* Supervised learning uses **historical labelled data** to make prediction on new data (regression or classification).

* UnSupervised learning uses **unlabelled data** to discover patterns, clusters, or significant components (clustering or dimensionality reduction). In it, we don't know right answers.

* Supervised metrics won't apply to unsupervised algorithms. Because we have nothing to compare to

# **1. Clustering:**

Using features, group together data rows in distinct clusters.

# **2. Dimensionality Reduction:**

  * Using features, discover how to combine and reduce into fewer components.

  * The reduction is done by combining and transforming the original features into a smaller set of new features or components.
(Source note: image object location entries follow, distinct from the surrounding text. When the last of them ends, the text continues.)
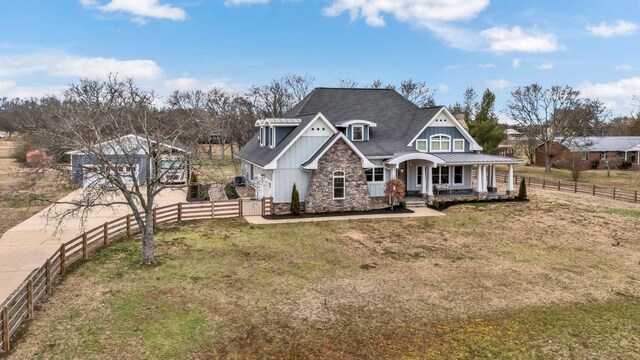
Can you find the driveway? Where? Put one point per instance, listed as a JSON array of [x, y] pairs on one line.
[[27, 246]]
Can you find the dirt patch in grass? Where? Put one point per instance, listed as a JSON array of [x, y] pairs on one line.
[[549, 278]]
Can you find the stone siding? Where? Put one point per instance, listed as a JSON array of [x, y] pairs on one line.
[[339, 157]]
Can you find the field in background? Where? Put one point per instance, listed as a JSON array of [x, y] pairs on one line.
[[629, 179], [553, 278]]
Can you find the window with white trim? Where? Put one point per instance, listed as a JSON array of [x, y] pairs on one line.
[[374, 175], [357, 132], [440, 143], [338, 185], [421, 145], [458, 175], [458, 145]]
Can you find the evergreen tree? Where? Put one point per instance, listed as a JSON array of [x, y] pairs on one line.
[[484, 127], [295, 201]]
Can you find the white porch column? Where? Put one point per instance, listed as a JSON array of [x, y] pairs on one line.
[[429, 181], [479, 179], [424, 178], [510, 180]]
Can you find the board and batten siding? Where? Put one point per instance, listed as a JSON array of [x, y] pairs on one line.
[[289, 169], [451, 131]]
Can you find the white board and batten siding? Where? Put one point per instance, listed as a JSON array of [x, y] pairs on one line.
[[288, 167]]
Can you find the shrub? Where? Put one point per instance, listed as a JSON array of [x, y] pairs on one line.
[[394, 191], [193, 186], [522, 192], [295, 201]]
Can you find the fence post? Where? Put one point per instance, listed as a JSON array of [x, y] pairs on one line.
[[63, 259], [105, 233], [5, 329], [47, 270], [30, 299], [85, 251]]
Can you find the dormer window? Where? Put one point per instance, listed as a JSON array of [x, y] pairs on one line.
[[440, 143], [357, 133]]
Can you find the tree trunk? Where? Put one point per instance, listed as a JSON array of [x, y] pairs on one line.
[[148, 246]]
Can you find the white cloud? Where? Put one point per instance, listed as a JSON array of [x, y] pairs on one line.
[[617, 95], [625, 67], [502, 39], [245, 2], [619, 28], [417, 12], [184, 83], [546, 66], [60, 64], [499, 84], [140, 9]]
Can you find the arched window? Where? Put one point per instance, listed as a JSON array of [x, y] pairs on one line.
[[338, 185], [440, 143]]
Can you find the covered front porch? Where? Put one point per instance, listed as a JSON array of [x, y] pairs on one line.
[[451, 177]]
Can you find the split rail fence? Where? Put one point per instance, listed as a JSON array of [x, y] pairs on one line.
[[19, 307], [614, 193]]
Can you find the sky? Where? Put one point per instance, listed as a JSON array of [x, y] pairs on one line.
[[166, 45]]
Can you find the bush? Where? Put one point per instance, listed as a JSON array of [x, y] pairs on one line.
[[295, 201], [522, 192]]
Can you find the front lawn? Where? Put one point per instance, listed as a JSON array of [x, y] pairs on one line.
[[549, 278]]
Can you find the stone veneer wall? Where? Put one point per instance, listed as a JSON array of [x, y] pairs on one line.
[[339, 157]]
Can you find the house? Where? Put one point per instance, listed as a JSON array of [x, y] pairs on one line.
[[341, 146], [130, 157], [593, 152]]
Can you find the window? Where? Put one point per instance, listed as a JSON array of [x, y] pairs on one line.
[[338, 184], [458, 145], [440, 175], [421, 145], [440, 143], [374, 175], [458, 177], [357, 133]]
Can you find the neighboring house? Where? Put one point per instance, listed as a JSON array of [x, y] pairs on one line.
[[509, 146], [593, 152], [341, 146], [129, 156]]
These new components are usually a linear combination of the original features.

  * In dimensionality reduction, the goal is to reduce the number of input features or variables while preserving the most important information in the data.

  * We can combine dimensionality reduction into other machine learning algorithms.

# **Cheatsheet:**

## **Definition:**

Unsupervised learning is a type of machine learning where the model learns patterns and relationships in the data without any explicit labels or target outputs.

## **Main Goals:**

  1. Discovering hidden patterns in data.
  2. Grouping similar instances together.
  3. Reducing the dimensionality of data.
  4. Anomaly detection.

## **Common Unsupervised Learning Algorithms:**

**Clustering:** Grouping similar data points together.

  1. K-means clustering.
  2. Hierarchical clustering.
  3. DBSCAN (Density-Based Spatial Clustering of Applications with Noise).
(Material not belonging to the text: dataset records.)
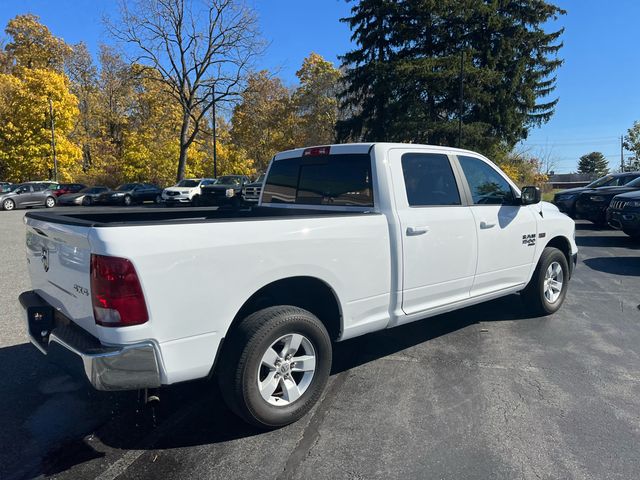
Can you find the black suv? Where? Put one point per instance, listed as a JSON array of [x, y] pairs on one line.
[[624, 213], [566, 199], [592, 204]]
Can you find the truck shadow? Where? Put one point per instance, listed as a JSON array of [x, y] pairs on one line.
[[69, 424], [628, 266]]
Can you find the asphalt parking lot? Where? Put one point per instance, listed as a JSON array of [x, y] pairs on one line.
[[486, 392]]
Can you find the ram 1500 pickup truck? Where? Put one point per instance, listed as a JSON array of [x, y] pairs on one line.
[[346, 240]]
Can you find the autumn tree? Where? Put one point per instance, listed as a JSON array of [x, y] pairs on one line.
[[316, 101], [25, 138], [35, 92], [196, 50], [594, 162], [32, 45], [632, 144], [264, 121]]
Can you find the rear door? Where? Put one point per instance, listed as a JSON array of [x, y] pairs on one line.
[[439, 246], [507, 232]]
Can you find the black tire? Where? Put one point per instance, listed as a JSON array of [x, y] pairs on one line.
[[240, 366], [534, 293], [8, 204]]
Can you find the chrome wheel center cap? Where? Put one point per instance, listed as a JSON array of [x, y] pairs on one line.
[[285, 368]]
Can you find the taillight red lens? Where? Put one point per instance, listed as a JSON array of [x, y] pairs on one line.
[[315, 151], [116, 293]]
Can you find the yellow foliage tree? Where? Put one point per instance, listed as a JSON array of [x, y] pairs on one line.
[[25, 121]]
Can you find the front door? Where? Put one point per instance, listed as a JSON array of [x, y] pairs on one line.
[[507, 232], [438, 230]]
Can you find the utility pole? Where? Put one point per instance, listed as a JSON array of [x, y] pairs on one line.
[[213, 114], [461, 98], [53, 141]]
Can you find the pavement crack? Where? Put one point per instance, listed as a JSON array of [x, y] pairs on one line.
[[311, 433]]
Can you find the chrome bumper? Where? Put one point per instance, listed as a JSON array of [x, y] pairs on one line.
[[107, 368]]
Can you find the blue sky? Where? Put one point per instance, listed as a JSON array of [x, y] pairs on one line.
[[597, 85]]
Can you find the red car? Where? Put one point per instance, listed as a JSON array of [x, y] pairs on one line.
[[64, 188]]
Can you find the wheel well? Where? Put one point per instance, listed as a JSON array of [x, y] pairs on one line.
[[562, 244], [309, 293]]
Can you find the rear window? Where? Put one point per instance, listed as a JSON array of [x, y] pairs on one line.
[[340, 180]]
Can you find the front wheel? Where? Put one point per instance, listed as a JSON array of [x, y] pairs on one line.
[[547, 289], [276, 366]]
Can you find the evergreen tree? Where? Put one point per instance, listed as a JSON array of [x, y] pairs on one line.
[[593, 162], [368, 94], [403, 79]]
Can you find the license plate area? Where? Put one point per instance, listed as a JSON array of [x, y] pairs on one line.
[[41, 320]]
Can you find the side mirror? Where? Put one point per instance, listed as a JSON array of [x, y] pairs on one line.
[[530, 195]]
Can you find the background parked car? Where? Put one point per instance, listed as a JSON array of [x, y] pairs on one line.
[[592, 205], [566, 199], [130, 194], [251, 191], [226, 191], [28, 195], [64, 188], [186, 191], [86, 196], [624, 213]]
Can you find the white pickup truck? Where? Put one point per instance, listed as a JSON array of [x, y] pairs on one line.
[[346, 240]]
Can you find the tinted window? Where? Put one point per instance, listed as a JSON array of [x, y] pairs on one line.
[[343, 180], [487, 186], [429, 180]]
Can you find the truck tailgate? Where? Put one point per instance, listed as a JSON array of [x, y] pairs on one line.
[[58, 258]]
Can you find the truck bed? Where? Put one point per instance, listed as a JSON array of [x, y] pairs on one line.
[[119, 217]]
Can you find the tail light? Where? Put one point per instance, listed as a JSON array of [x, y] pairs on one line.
[[116, 293], [316, 151]]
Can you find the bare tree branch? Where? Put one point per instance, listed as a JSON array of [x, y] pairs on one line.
[[202, 50]]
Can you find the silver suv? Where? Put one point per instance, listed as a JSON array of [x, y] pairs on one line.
[[28, 195]]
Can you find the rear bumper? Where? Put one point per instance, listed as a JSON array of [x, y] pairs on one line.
[[107, 368]]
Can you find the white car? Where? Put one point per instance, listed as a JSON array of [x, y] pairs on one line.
[[186, 191], [346, 240]]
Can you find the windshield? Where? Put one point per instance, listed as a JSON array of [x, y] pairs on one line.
[[187, 183], [229, 180], [634, 183]]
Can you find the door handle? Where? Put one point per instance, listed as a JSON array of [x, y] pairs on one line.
[[412, 231], [484, 225]]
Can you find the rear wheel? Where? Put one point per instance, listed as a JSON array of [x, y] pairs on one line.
[[276, 366], [547, 289]]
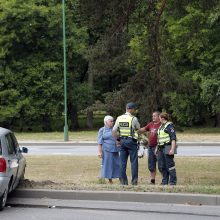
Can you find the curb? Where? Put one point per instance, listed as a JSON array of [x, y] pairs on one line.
[[120, 196]]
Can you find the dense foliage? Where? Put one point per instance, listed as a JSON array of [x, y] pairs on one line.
[[163, 55]]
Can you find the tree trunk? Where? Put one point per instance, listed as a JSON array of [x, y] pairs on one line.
[[46, 123], [73, 114], [89, 121]]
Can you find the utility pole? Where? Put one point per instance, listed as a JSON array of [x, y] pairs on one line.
[[66, 136]]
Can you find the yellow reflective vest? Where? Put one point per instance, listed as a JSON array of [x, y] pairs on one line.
[[125, 126], [163, 137]]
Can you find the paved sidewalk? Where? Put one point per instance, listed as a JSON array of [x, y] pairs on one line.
[[120, 196]]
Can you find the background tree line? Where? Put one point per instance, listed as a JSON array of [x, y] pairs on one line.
[[162, 55]]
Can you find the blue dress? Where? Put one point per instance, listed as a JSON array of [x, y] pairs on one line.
[[110, 154]]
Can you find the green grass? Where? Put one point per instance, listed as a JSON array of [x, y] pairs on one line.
[[189, 135], [195, 175]]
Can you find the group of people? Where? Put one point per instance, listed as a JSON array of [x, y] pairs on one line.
[[118, 141]]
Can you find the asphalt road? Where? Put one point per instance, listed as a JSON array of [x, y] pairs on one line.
[[91, 150], [78, 209]]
**Dimensionality Reduction:** Reducing the number of input features.

  1. Principal Component Analysis (PCA).
  2. t-SNE (t-Distributed Stochastic Neighbor Embedding).
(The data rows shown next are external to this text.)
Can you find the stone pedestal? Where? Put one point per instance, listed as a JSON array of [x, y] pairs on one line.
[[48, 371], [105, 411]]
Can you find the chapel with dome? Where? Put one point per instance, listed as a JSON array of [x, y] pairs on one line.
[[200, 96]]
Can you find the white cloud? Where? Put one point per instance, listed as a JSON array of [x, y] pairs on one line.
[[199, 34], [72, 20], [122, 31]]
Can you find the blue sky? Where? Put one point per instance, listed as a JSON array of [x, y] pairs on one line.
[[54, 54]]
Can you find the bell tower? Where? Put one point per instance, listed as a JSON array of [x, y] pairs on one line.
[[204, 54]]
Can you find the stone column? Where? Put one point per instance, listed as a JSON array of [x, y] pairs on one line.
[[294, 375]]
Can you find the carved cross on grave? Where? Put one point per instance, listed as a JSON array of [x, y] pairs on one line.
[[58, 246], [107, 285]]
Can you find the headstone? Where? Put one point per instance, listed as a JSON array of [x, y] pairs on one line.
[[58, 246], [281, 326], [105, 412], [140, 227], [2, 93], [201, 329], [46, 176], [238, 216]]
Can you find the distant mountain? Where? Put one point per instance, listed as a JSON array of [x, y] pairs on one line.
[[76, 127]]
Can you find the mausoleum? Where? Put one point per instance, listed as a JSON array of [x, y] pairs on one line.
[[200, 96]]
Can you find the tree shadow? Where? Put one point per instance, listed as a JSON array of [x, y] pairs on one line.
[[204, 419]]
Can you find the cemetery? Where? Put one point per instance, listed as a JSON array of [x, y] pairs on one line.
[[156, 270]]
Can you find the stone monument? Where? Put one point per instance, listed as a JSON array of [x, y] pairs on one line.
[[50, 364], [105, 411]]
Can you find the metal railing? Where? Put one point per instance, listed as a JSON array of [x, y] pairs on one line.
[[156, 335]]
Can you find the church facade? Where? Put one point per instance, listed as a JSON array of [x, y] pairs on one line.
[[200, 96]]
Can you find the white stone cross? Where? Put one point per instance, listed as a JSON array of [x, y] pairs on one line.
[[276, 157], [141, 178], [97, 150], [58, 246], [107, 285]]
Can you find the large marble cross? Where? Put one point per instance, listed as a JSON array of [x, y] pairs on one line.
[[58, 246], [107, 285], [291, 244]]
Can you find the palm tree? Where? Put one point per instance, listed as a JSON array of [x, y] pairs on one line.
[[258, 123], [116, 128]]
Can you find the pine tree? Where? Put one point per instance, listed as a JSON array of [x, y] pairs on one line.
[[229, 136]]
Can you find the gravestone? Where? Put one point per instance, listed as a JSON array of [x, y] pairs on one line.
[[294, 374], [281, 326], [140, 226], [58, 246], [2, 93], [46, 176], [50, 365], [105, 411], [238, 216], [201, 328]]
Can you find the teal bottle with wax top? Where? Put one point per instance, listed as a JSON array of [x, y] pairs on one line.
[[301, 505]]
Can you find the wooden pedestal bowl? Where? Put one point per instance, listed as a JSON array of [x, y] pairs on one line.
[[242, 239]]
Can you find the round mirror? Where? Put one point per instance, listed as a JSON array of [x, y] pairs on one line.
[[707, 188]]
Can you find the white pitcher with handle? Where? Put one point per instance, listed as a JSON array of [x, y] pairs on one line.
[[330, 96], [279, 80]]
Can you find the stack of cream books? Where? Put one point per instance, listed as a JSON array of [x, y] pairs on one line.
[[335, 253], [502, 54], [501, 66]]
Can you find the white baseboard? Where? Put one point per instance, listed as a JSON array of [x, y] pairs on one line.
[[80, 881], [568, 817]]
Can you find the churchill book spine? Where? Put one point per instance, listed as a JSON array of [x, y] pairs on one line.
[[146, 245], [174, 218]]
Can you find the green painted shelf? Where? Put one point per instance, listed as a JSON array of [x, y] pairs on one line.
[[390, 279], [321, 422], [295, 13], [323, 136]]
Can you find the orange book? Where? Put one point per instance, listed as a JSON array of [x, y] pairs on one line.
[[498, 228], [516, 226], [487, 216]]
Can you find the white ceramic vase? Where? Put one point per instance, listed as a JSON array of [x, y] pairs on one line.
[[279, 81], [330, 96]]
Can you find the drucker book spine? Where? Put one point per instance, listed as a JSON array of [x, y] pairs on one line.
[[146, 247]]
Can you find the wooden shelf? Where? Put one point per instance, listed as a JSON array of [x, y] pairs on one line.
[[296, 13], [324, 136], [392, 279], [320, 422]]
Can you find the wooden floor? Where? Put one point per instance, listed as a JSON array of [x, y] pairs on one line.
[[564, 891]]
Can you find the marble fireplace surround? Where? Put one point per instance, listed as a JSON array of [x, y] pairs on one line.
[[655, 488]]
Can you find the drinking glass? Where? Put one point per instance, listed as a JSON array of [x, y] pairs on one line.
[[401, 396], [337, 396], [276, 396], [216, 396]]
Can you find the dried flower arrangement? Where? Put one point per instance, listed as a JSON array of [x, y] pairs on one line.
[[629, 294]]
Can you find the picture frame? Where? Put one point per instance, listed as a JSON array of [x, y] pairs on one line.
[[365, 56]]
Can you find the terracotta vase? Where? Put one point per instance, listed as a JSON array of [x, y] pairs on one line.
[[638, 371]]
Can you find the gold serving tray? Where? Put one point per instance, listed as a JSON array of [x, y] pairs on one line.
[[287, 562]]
**Anomaly Detection:** Identifying abnormal instances in the data.

  1. Isolation Forest.
  2. One-Class SVM (Support Vector Machines).
  3. Autoencoders.

## **Evaluation Metrics:**

  1. Silhouette Coefficient: Measures the quality of clustering results.
  2. Davies-Bouldin Index: Measures the average similarity between clusters.
  3. Explained Variance Ratio: Measures the amount of variance explained by each principal component in PCA.
  4. Reconstruction Error: Measures the difference between input data and the reconstructed output in autoencoders.

## **Preprocessing Techniques:**

  1. Feature Scaling: Normalizing input features to have similar scales.
  2. Missing Data Imputation: Filling in missing values in the dataset.
  3. Feature Selection: Selecting relevant features for analysis.

## **Challenges and Considerations:**

  1. Determining the optimal number of clusters.
  2. Dealing with high-dimensional data.
  3. Handling outliers and noisy data.
  4. Interpreting and validating unsupervised learning results.